Speeding up credit decisions is becoming a major competitive point among auto lenders trying to woo dealership clients. Two of the largest U.S. auto lenders, Wells Fargo and Ally Financial Inc., say automating decisioning is among their top priorities in 2020.
Ally CFO Jenn LaClair said the lender rolled out a project across its auto business in 2019 that “materially” cut down on time for automotive loan origination decisioning.
“We want to not only offer speed, but also offer that in-touch, personal connection with the dealer,” LaClair said. “We do think the more that we know the dealer, we know their specific challenges and opportunities, we can partner with them.”
While Ally says it doesn’t have a threshold on automating the decisioning process, Wells Fargo is pushing to increase its automated decisioning to 60 percent.
Executive Vice President Laura Schupbach, head of Wells Fargo Auto, told Automotive News that at least half of decisions in 2019 were automated, compared with 25 percent in 2018. That’s expected to climb to 60 percent early this year.
How much higher can it go? “I’m not sure,” Schupbach said. “We’ll work with our credit partners to figure out what the sweet spot is there.”
The reason, she said, is that for less-creditworthy customers, the underwriting process is more complex.

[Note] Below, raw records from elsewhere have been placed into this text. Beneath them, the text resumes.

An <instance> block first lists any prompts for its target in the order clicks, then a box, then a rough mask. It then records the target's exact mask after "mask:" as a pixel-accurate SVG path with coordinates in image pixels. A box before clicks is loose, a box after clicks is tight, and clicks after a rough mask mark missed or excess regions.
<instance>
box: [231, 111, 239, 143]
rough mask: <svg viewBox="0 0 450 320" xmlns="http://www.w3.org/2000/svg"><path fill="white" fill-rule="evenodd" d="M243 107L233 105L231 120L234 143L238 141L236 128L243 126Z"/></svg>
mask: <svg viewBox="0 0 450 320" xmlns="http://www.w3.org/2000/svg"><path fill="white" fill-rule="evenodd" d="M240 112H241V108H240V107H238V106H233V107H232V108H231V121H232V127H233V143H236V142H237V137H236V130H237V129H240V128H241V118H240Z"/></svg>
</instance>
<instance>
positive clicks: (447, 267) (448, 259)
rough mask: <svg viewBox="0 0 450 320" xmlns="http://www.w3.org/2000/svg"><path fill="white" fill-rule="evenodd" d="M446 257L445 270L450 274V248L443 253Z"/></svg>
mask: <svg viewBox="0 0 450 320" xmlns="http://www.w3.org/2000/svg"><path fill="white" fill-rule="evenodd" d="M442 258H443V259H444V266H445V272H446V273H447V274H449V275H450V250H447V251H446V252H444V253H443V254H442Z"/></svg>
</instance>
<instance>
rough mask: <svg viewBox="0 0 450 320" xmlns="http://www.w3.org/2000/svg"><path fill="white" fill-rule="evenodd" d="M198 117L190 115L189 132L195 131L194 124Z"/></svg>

Too much automation could mean that some of the trickier cases might be decided too quickly. Because of this, Wells will always have a certain amount of manual decisioning, Schupbach said.
“We definitely want one of our underwriters looking at those deals and working with the dealer to see if there is a way we can get the deal done that’s good for the customer and good for the dealership,” Schupbach said.
Cutting down on time-to-fund is critical for lenders to retain dealership customers and attract new ones. If a lender leaves a deal hanging, dealerships are likely to seek funding for their customers elsewhere.